# convert Lionel transformer loco to LionChief



## danpuckett (Dec 31, 2014)

I enjoy challenges. I have a 4 train set up on one layout. I run two transformer trains and two LionChief trains. I have all sidings isolated and powered separately so I can bring any train on line and run it. I have an Alaska Locomotive I would like to convert to LionChief. Is that possible? Are their kits available? Seems like Lionel discourages this kind of stuff. I would also like to add a second motor to the Alaska Locomotive. Give me advice or simply tell me I am crazy.


----------



## TrainLarry (Jan 15, 2012)

There are no conversion "kits" for LionChief electronics available that I am aware of, as you would need all the electronics and a separate remote unit for each locomotive.
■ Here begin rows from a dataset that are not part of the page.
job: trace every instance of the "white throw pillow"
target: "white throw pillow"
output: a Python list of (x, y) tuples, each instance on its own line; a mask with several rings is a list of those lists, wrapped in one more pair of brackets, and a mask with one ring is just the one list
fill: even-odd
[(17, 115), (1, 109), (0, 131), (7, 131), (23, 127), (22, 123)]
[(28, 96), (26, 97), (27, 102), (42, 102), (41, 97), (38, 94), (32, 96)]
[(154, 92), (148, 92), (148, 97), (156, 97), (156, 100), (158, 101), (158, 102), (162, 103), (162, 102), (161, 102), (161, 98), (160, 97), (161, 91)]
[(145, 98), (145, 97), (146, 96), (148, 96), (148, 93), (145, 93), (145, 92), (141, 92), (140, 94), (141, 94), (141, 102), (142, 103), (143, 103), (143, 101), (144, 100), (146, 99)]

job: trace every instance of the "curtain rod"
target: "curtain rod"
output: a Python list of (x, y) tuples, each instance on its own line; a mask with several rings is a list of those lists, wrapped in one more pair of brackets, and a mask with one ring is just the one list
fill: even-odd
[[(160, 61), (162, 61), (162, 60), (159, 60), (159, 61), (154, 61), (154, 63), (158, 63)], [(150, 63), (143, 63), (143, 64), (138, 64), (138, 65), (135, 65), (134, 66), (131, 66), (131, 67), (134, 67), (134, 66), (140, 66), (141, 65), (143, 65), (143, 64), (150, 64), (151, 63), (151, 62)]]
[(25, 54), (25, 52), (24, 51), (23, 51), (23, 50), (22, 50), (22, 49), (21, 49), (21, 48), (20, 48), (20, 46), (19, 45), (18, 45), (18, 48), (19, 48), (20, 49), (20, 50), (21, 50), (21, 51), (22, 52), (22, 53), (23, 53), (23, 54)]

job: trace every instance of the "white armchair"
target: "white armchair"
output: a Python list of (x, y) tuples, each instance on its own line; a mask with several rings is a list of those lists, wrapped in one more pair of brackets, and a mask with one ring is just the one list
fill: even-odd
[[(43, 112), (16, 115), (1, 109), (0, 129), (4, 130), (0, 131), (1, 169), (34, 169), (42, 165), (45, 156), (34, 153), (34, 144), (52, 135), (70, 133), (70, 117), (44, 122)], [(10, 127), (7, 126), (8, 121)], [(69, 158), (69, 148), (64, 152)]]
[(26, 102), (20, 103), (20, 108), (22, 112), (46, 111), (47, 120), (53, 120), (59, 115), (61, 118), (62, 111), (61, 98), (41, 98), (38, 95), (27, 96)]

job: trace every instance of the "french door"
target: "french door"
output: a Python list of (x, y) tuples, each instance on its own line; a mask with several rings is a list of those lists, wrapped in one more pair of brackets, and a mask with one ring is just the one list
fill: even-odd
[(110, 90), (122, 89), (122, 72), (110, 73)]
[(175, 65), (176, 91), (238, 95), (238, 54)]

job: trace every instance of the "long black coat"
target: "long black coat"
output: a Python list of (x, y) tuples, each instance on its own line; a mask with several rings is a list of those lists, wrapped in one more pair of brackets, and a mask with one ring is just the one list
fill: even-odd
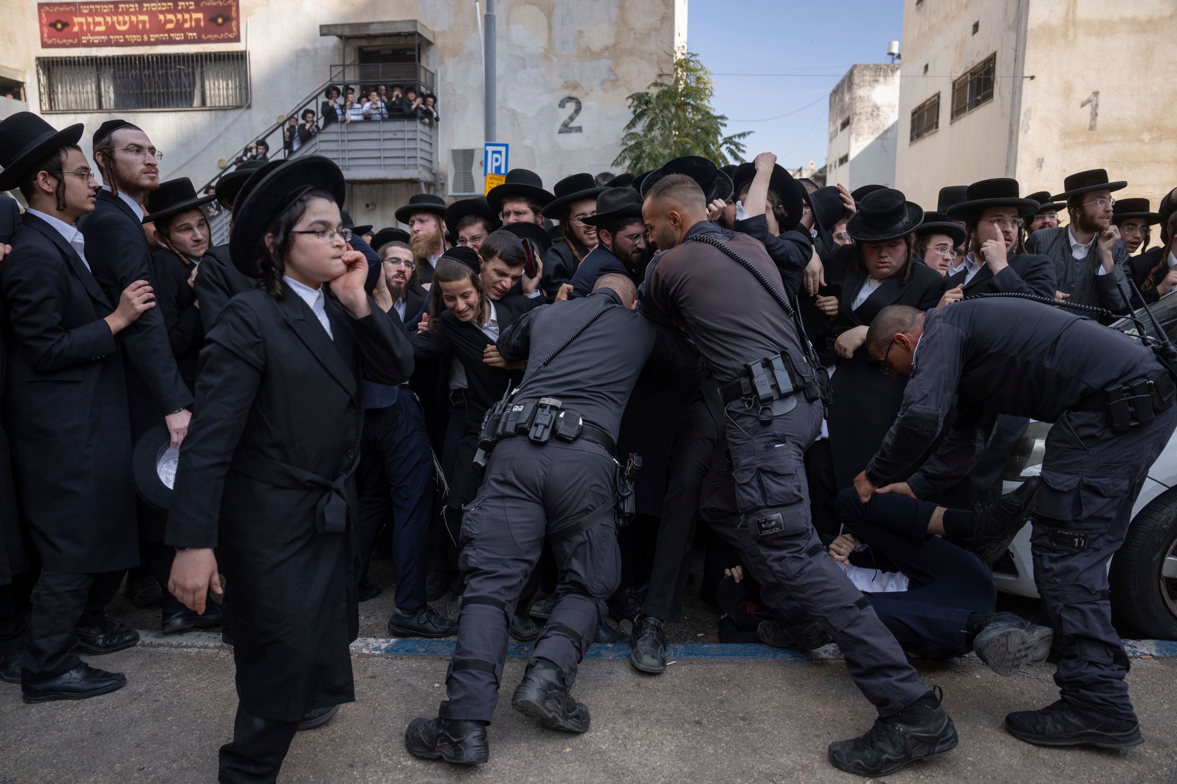
[(102, 321), (112, 303), (69, 243), (35, 215), (24, 215), (12, 246), (0, 275), (8, 433), (33, 542), (49, 571), (133, 567), (126, 381)]
[[(831, 294), (838, 297), (838, 317), (833, 321), (832, 336), (847, 329), (870, 326), (879, 310), (889, 304), (909, 304), (920, 310), (935, 308), (944, 294), (944, 279), (926, 264), (911, 263), (907, 281), (903, 282), (903, 270), (883, 281), (866, 301), (851, 310), (850, 306), (866, 282), (866, 267), (856, 263), (855, 246), (838, 250), (831, 266)], [(833, 454), (833, 473), (838, 489), (853, 484), (866, 463), (883, 443), (883, 437), (903, 402), (903, 390), (907, 387), (904, 377), (892, 378), (879, 373), (879, 366), (870, 361), (866, 346), (860, 346), (849, 359), (838, 357), (833, 374), (833, 404), (827, 421), (830, 450)]]
[[(219, 548), (238, 696), (262, 718), (293, 722), (354, 698), (351, 510), (363, 381), (399, 384), (413, 369), (397, 320), (371, 307), (353, 319), (328, 296), (332, 340), (294, 293), (278, 301), (246, 292), (221, 313), (200, 356), (166, 541)], [(324, 487), (331, 483), (338, 495)], [(333, 516), (340, 496), (348, 510)], [(341, 532), (331, 532), (333, 520)]]

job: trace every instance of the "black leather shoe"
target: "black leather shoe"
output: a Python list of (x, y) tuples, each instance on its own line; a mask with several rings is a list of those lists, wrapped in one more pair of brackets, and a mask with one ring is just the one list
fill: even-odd
[(762, 621), (756, 628), (756, 636), (765, 645), (773, 648), (797, 648), (816, 650), (829, 645), (832, 641), (817, 621), (805, 624), (789, 624), (784, 621)]
[(546, 658), (527, 663), (511, 705), (550, 730), (585, 732), (588, 729), (588, 709), (572, 698), (564, 670)]
[(478, 765), (491, 758), (486, 724), (454, 718), (414, 718), (405, 728), (405, 748), (424, 759)]
[(139, 632), (114, 618), (104, 618), (98, 626), (78, 626), (78, 648), (87, 654), (100, 656), (134, 648), (139, 643)]
[(27, 703), (47, 703), (54, 699), (86, 699), (127, 685), (121, 672), (98, 670), (82, 662), (55, 678), (40, 683), (21, 681), (20, 695)]
[(388, 631), (397, 637), (437, 639), (458, 634), (458, 622), (443, 617), (430, 607), (421, 608), (417, 612), (397, 610), (388, 616)]
[(663, 672), (666, 670), (666, 631), (661, 621), (649, 615), (636, 624), (630, 632), (630, 664), (640, 672)]
[(1005, 729), (1019, 741), (1039, 746), (1090, 743), (1105, 749), (1125, 749), (1144, 743), (1139, 723), (1084, 710), (1065, 699), (1042, 710), (1006, 713)]
[(328, 705), (327, 708), (312, 708), (302, 717), (302, 721), (298, 724), (298, 731), (313, 730), (317, 726), (322, 726), (331, 719), (335, 717), (339, 712), (339, 705)]
[(951, 751), (958, 738), (942, 702), (943, 692), (930, 691), (895, 716), (875, 719), (866, 735), (834, 741), (826, 751), (830, 764), (857, 776), (886, 776), (916, 759)]

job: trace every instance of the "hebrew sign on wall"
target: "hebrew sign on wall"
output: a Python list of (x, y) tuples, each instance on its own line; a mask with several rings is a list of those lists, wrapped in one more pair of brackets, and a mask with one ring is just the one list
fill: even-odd
[(36, 11), (44, 48), (241, 40), (238, 0), (39, 2)]

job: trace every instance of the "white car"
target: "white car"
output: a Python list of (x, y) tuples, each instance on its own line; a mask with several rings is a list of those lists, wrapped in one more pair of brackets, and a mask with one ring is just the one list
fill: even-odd
[[(1177, 342), (1177, 292), (1162, 297), (1151, 309), (1169, 340)], [(1137, 310), (1136, 315), (1148, 334), (1153, 334), (1144, 310)], [(1128, 319), (1112, 327), (1129, 335), (1138, 334), (1136, 323)], [(1006, 492), (1042, 471), (1050, 428), (1045, 422), (1031, 422), (1026, 428), (1005, 467)], [(992, 569), (997, 590), (1038, 597), (1030, 525), (1018, 531)], [(1112, 611), (1119, 621), (1143, 637), (1177, 639), (1177, 436), (1149, 469), (1132, 507), (1128, 536), (1111, 561), (1109, 579)]]

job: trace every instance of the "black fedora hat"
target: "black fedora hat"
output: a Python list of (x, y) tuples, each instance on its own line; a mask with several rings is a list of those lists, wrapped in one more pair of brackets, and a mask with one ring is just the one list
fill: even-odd
[(172, 449), (172, 436), (162, 422), (139, 436), (131, 453), (131, 476), (139, 497), (160, 511), (172, 508), (172, 489), (180, 451)]
[(950, 185), (940, 188), (940, 194), (936, 200), (936, 212), (947, 215), (949, 208), (959, 205), (969, 197), (969, 186)]
[[(268, 163), (266, 165), (270, 166)], [(233, 230), (228, 239), (233, 266), (248, 277), (258, 277), (258, 244), (275, 217), (311, 190), (326, 190), (344, 206), (347, 182), (331, 159), (307, 155), (280, 161), (272, 169), (262, 167), (238, 194)]]
[[(1033, 199), (1038, 202), (1038, 212), (1045, 213), (1046, 210), (1055, 210), (1056, 213), (1064, 207), (1066, 207), (1065, 201), (1051, 201), (1049, 190), (1036, 190), (1026, 199)], [(1035, 213), (1037, 215), (1037, 213)]]
[(544, 207), (544, 217), (558, 221), (573, 203), (584, 199), (596, 201), (597, 196), (609, 190), (609, 186), (598, 186), (593, 175), (580, 173), (564, 177), (552, 187), (552, 190), (556, 192), (556, 199)]
[(479, 217), (490, 221), (492, 232), (503, 226), (503, 221), (499, 220), (498, 212), (491, 207), (490, 202), (483, 196), (476, 196), (474, 199), (461, 199), (446, 207), (446, 228), (457, 233), (458, 223), (461, 222), (461, 219), (468, 215), (478, 215)]
[(606, 188), (597, 196), (597, 214), (585, 219), (588, 226), (600, 226), (614, 217), (641, 217), (641, 194), (633, 188)]
[(975, 221), (991, 207), (1012, 207), (1022, 217), (1032, 217), (1038, 212), (1038, 202), (1023, 199), (1018, 181), (1011, 177), (979, 180), (969, 186), (967, 199), (947, 209), (949, 220)]
[(645, 199), (650, 188), (667, 174), (685, 174), (703, 188), (703, 197), (710, 205), (716, 199), (727, 201), (733, 197), (732, 179), (719, 170), (719, 167), (699, 155), (684, 155), (663, 163), (641, 181), (641, 197)]
[(144, 215), (144, 223), (154, 223), (165, 217), (172, 217), (189, 209), (195, 209), (210, 201), (215, 201), (217, 196), (198, 196), (197, 189), (188, 177), (178, 177), (160, 182), (159, 188), (147, 197), (147, 208), (151, 214)]
[(959, 246), (967, 236), (964, 227), (953, 222), (944, 213), (924, 213), (924, 220), (916, 227), (916, 236), (931, 236), (933, 234), (946, 234), (952, 237), (952, 247)]
[(1148, 199), (1117, 199), (1111, 208), (1111, 222), (1119, 226), (1122, 222), (1137, 219), (1149, 222), (1149, 226), (1161, 222), (1161, 213), (1149, 210)]
[(507, 172), (503, 185), (497, 185), (486, 194), (486, 202), (498, 215), (503, 212), (504, 199), (526, 199), (540, 207), (545, 207), (556, 199), (551, 193), (544, 190), (544, 181), (539, 175), (530, 169), (511, 169)]
[(42, 158), (81, 139), (82, 123), (58, 130), (32, 112), (18, 112), (0, 122), (0, 190), (12, 190)]
[(863, 196), (858, 212), (846, 221), (846, 234), (856, 242), (886, 242), (907, 236), (924, 220), (924, 210), (902, 190), (883, 188)]
[(432, 213), (440, 219), (445, 219), (445, 199), (434, 196), (431, 193), (414, 193), (408, 197), (408, 203), (398, 207), (393, 215), (400, 223), (407, 223), (413, 213)]
[(1055, 201), (1066, 201), (1071, 196), (1091, 190), (1121, 190), (1128, 187), (1126, 180), (1108, 182), (1108, 169), (1089, 169), (1063, 179), (1063, 193), (1052, 196)]

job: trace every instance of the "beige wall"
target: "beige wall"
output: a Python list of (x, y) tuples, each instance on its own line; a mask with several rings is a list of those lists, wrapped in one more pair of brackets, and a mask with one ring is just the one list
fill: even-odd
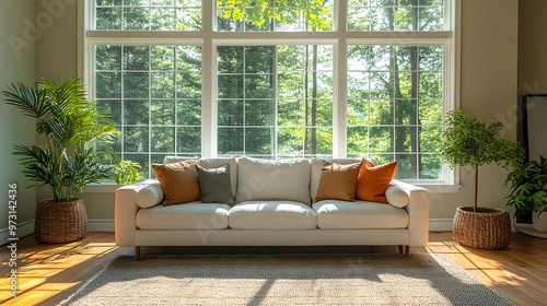
[[(3, 0), (0, 10), (0, 92), (12, 83), (34, 83), (34, 35), (26, 24), (34, 21), (33, 0)], [(18, 185), (18, 220), (20, 226), (34, 219), (36, 195), (26, 188), (16, 157), (11, 154), (14, 144), (35, 142), (34, 121), (15, 107), (0, 103), (0, 233), (8, 227), (8, 185)], [(31, 226), (32, 227), (32, 226)], [(20, 228), (23, 229), (23, 228)], [(7, 232), (4, 232), (8, 235)], [(2, 236), (2, 235), (0, 235)], [(5, 238), (5, 237), (4, 237)], [(3, 242), (0, 242), (0, 244)]]
[[(481, 121), (504, 123), (516, 138), (517, 23), (516, 0), (463, 0), (461, 106)], [(492, 11), (496, 8), (496, 12)], [(479, 205), (505, 208), (508, 170), (479, 167)], [(461, 170), (458, 193), (431, 195), (431, 219), (451, 219), (458, 205), (473, 205), (474, 175)]]
[(547, 93), (547, 1), (519, 2), (519, 93)]
[[(496, 13), (492, 8), (496, 8)], [(36, 13), (44, 11), (40, 1), (36, 1)], [(77, 15), (75, 5), (67, 5), (65, 13), (55, 20), (50, 28), (44, 31), (43, 37), (36, 44), (37, 79), (65, 79), (77, 75)], [(536, 20), (538, 19), (539, 14)], [(462, 20), (462, 108), (480, 120), (503, 121), (505, 134), (514, 139), (519, 2), (463, 0)], [(547, 78), (543, 81), (547, 87)], [(481, 205), (505, 207), (505, 176), (507, 170), (494, 166), (480, 168)], [(461, 184), (462, 188), (457, 193), (431, 193), (431, 219), (452, 219), (456, 207), (472, 203), (473, 176), (465, 169), (461, 172)], [(113, 193), (85, 193), (84, 198), (91, 222), (114, 217)]]

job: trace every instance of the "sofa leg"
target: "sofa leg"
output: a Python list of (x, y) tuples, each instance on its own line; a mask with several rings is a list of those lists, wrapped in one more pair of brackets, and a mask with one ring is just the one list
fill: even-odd
[(405, 257), (408, 257), (408, 255), (410, 254), (410, 246), (403, 246), (403, 245), (399, 245), (399, 255), (404, 255)]
[(140, 246), (135, 246), (135, 260), (140, 260)]

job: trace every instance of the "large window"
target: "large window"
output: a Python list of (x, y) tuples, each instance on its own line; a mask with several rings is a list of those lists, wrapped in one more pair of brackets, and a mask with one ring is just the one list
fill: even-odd
[(85, 78), (150, 164), (166, 155), (374, 157), (450, 181), (450, 0), (88, 0)]

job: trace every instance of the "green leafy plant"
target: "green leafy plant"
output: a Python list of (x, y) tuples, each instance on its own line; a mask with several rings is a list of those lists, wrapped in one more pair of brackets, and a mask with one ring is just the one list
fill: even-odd
[(56, 202), (70, 201), (86, 184), (110, 178), (107, 152), (86, 148), (94, 141), (107, 142), (118, 133), (114, 122), (86, 99), (78, 79), (65, 83), (43, 81), (34, 87), (22, 83), (3, 91), (5, 101), (36, 119), (36, 133), (44, 145), (14, 145), (23, 174), (54, 193)]
[(117, 185), (135, 184), (144, 176), (140, 172), (141, 166), (133, 161), (119, 161), (119, 164), (114, 166), (114, 180)]
[(524, 149), (501, 137), (499, 121), (484, 123), (462, 110), (446, 114), (446, 128), (442, 132), (441, 158), (452, 168), (470, 166), (475, 172), (474, 211), (477, 211), (479, 166), (497, 164), (503, 168), (520, 168)]
[(505, 197), (507, 205), (515, 208), (515, 219), (526, 216), (532, 211), (538, 214), (547, 211), (547, 158), (531, 161), (522, 168), (514, 169), (505, 179), (511, 193)]

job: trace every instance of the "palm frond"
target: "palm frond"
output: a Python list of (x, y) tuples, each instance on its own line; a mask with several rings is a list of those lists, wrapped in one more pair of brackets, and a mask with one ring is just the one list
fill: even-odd
[(3, 91), (5, 102), (21, 109), (25, 116), (42, 118), (49, 113), (44, 89), (28, 87), (22, 83), (12, 84)]

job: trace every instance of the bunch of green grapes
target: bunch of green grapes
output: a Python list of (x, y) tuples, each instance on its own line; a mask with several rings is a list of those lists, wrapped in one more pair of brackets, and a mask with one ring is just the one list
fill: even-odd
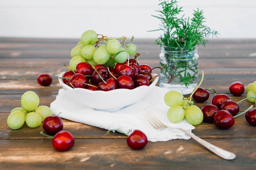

If you wish to upgrade locomotives to remote operation, the Legacy or DCS system would need to be purchased; then you could retrofit the proper boards to your locomotives, either from the manufacturers, or third party suppliers.

Which locomotive (type of locomotive, road number or catalog number) are you inquiring about adding a second motor to?

Larry


----------



## gunrunnerjohn (Nov 10, 2010)

If you want command conversions, the choices are TMCC using the Electric RailRoad kits or MTH DCS using the ProtoSound 2 Upgrade kits.


----------



## fitz04 (Jun 12, 2013)

Danpuckett i also have 4 trains on one layout 2 lion cheif and 2 xformers, i would like to see more info on your setup,i also have 2 trains on a ceiling shelf around my 16x35 room t


----------